Hyperliquid has emerged as a key force in the market for so-called perps, letting users trade contracts linked to cryptocurrencies, oil, stocks and even private companies. Activity on the platform accelerates after the outbreak of the Iran war, when traders turn to its oil-linked products to bet on volatile energy prices outside normal weekday trading hours and over weekends.
Competition and risk concerns spread across the sector
Data from CoinDesk Data show that WTI and Brent crude contracts account for nearly half of all trades on Hyperliquid since its 2023 launch. The next largest contracts track silver and the Nasdaq 100, underscoring how recent volatility is driving demand for speculation tied to real-world assets rather than only crypto tokens.That growth is pushing both crypto groups and established exchanges to respond. Kalshi says it will soon offer regulated perpetuals in the U.S. after receiving CFTC approval for a bitcoin-linked contract, while Coinbase says it has approval to connect the country to global crypto options and perps.

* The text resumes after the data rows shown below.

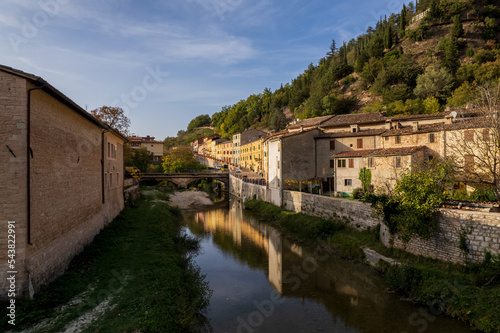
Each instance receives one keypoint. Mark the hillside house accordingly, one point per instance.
(61, 172)
(150, 144)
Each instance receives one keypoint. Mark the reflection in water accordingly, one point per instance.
(264, 283)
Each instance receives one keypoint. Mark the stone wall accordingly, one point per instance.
(358, 214)
(69, 204)
(245, 191)
(481, 229)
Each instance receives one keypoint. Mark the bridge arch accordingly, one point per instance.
(182, 180)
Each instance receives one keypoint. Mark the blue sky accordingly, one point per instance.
(166, 62)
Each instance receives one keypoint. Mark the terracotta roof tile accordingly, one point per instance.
(379, 152)
(354, 118)
(350, 134)
(310, 122)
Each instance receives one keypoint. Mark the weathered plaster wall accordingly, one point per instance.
(67, 207)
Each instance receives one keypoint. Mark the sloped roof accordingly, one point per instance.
(144, 139)
(355, 118)
(310, 122)
(380, 152)
(51, 90)
(345, 134)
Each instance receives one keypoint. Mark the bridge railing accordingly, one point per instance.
(256, 181)
(187, 172)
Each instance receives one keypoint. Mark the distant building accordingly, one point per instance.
(61, 171)
(148, 142)
(242, 156)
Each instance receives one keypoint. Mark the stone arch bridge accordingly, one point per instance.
(183, 179)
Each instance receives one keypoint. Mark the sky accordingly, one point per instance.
(166, 62)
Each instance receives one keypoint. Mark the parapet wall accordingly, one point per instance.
(358, 214)
(245, 191)
(480, 231)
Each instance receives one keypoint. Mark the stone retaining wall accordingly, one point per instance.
(245, 191)
(480, 229)
(358, 214)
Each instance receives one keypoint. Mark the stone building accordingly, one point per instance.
(153, 146)
(61, 172)
(343, 144)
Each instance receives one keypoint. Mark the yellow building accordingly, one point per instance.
(148, 142)
(252, 155)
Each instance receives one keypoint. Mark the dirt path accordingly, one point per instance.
(190, 199)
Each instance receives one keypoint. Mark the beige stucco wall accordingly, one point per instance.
(67, 208)
(298, 156)
(325, 154)
(13, 173)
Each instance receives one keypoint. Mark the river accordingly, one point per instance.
(262, 282)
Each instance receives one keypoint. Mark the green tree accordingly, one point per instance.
(201, 120)
(457, 30)
(431, 105)
(435, 82)
(141, 159)
(277, 120)
(416, 196)
(365, 175)
(114, 117)
(180, 159)
(464, 94)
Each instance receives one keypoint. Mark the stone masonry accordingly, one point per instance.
(480, 229)
(73, 195)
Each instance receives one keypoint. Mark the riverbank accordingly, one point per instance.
(136, 276)
(470, 293)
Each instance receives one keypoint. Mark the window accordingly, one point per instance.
(370, 162)
(332, 144)
(469, 135)
(486, 134)
(432, 139)
(397, 162)
(360, 143)
(469, 163)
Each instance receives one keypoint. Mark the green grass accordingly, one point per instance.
(470, 293)
(141, 264)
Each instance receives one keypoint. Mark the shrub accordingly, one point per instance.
(358, 193)
(324, 228)
(483, 195)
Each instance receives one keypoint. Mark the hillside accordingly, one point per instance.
(401, 66)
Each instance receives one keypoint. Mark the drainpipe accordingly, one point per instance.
(29, 156)
(102, 164)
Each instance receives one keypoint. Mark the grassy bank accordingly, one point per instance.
(136, 275)
(470, 293)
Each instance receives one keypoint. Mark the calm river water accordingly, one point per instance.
(263, 282)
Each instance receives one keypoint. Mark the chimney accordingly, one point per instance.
(388, 124)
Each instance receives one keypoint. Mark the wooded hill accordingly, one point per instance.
(407, 64)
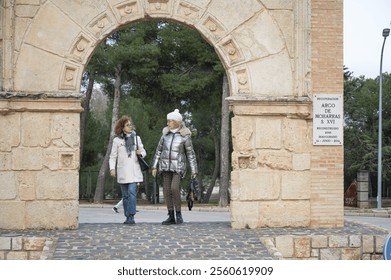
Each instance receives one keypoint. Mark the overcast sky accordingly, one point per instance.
(364, 21)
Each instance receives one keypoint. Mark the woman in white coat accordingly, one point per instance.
(124, 156)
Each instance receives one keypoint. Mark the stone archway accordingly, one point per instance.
(273, 52)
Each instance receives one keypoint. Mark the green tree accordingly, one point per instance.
(361, 108)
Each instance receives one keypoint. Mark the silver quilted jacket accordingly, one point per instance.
(173, 150)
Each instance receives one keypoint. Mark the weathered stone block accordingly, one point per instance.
(13, 135)
(26, 184)
(34, 243)
(295, 185)
(10, 218)
(285, 246)
(301, 162)
(268, 134)
(302, 247)
(319, 241)
(8, 189)
(351, 254)
(5, 243)
(255, 185)
(284, 213)
(57, 185)
(330, 254)
(368, 244)
(27, 158)
(63, 214)
(35, 129)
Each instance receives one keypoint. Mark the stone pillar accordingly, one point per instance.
(271, 177)
(39, 162)
(362, 189)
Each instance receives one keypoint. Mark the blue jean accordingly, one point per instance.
(129, 198)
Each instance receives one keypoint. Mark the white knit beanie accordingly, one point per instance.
(176, 116)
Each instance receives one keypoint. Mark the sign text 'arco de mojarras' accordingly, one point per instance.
(328, 119)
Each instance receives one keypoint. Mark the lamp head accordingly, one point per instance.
(386, 32)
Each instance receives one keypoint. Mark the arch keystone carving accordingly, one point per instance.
(232, 52)
(243, 81)
(127, 11)
(188, 12)
(159, 7)
(100, 25)
(79, 48)
(213, 28)
(69, 77)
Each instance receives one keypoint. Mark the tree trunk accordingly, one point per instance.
(84, 115)
(216, 168)
(224, 145)
(100, 184)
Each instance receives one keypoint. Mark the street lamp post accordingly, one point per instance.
(386, 32)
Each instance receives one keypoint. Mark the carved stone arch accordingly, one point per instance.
(277, 54)
(255, 58)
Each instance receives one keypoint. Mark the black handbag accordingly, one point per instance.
(143, 164)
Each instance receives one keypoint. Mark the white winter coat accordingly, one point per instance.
(128, 168)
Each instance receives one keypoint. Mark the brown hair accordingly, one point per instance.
(120, 124)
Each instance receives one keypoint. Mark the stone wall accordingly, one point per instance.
(322, 247)
(276, 54)
(25, 248)
(39, 162)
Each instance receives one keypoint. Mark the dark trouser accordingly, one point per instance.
(129, 198)
(171, 190)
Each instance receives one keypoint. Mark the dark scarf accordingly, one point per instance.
(129, 142)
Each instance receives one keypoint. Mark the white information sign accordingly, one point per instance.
(328, 119)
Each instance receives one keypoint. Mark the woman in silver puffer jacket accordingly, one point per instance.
(173, 150)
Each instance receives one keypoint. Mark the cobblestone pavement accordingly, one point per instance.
(211, 240)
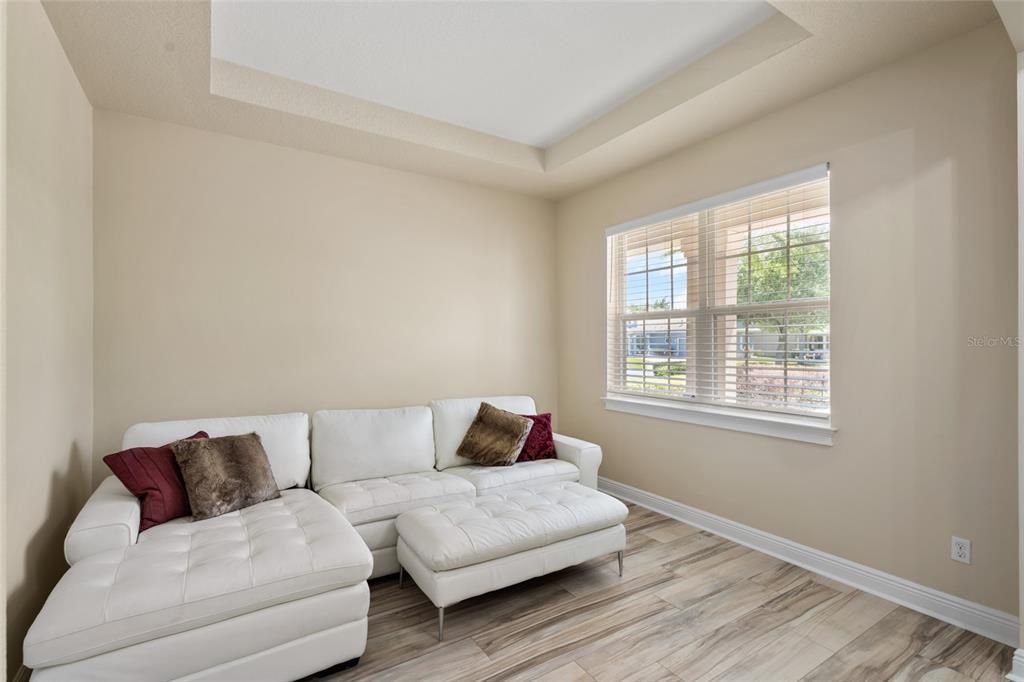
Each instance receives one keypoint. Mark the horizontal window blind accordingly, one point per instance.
(726, 303)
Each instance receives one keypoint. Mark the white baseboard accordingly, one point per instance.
(991, 623)
(1016, 673)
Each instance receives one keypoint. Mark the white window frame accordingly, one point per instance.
(811, 429)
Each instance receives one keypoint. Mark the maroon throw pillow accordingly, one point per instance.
(152, 474)
(540, 442)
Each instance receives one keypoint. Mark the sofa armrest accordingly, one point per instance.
(109, 520)
(587, 457)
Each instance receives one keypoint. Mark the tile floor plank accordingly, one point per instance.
(690, 606)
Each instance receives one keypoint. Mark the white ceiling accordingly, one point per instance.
(153, 59)
(528, 72)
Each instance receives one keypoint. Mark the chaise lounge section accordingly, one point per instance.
(271, 592)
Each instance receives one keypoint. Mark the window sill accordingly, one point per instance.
(807, 429)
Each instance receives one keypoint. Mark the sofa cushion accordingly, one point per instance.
(377, 499)
(453, 418)
(538, 472)
(355, 444)
(286, 439)
(184, 574)
(451, 536)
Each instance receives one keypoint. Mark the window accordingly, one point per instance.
(725, 302)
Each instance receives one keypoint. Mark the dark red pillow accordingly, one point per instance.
(153, 475)
(540, 442)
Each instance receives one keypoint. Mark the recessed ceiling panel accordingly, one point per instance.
(528, 72)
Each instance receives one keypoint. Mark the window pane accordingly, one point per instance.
(747, 337)
(659, 290)
(767, 274)
(777, 359)
(679, 288)
(809, 270)
(636, 292)
(655, 357)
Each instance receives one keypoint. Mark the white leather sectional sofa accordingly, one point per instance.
(376, 464)
(276, 591)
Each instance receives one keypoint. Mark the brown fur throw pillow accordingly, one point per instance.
(224, 474)
(496, 437)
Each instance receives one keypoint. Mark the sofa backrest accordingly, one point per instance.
(285, 437)
(454, 416)
(355, 444)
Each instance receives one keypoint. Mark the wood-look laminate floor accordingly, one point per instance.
(691, 606)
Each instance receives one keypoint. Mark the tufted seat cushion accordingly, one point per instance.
(500, 479)
(182, 574)
(379, 499)
(461, 534)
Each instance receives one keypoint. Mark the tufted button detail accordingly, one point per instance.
(185, 573)
(378, 499)
(460, 534)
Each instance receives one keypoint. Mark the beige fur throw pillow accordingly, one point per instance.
(224, 474)
(496, 436)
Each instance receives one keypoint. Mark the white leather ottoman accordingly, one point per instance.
(463, 549)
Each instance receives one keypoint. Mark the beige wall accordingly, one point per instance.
(236, 278)
(924, 249)
(48, 289)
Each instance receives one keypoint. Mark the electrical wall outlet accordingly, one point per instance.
(961, 550)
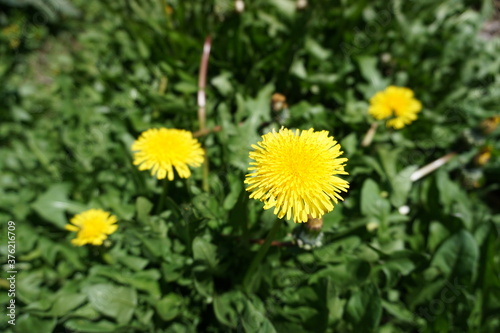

Traditional exchange operators are also moving to capture demand for perpetuals and after-hours trading while warning about the risks of offshore venues that sit outside U.S. oversight. Intercontinental Exchange, owner of the New York Stock Exchange, says it is creating oil perpetual futures for trading in Europe and Asia with OKX, as industry executives argue that failures in settlement or sharp price swings on platforms such as Hyperliquid could reverberate across crypto markets and Wall Street.
Hyperliquid, based in Singapore, generates roughly $960 million of revenue in 2025 with only about a dozen employees, including founder Jeff Yan. As a decentralised platform it does not follow broad know-your-customer and anti-money laundering controls and does not permit U.S.-based traders to use the exchange, though market participants note that location blocks can be bypassed with tools such as VPNs.
The platform rejects criticism from incumbent exchanges and says their concerns are unfounded. Bob Diamond, chair of Hyperliquid Strategies, says perpetuals are a better product for non-professional traders, while Yan says he wants to work toward making American access to Hyperliquid a reality.
In our earlier coverage of the Iran war’s energy shock, we looked at how the conflict pushed gasoline, diesel, and jet fuel prices higher and added roughly $447 in extra energy-related costs for the average U.S. household. We also noted that, with income growth lagging, consumers have been leaning on thinner savings and rising credit card balances, raising concerns that elevated fuel costs could continue to strain spending if energy prices stay high.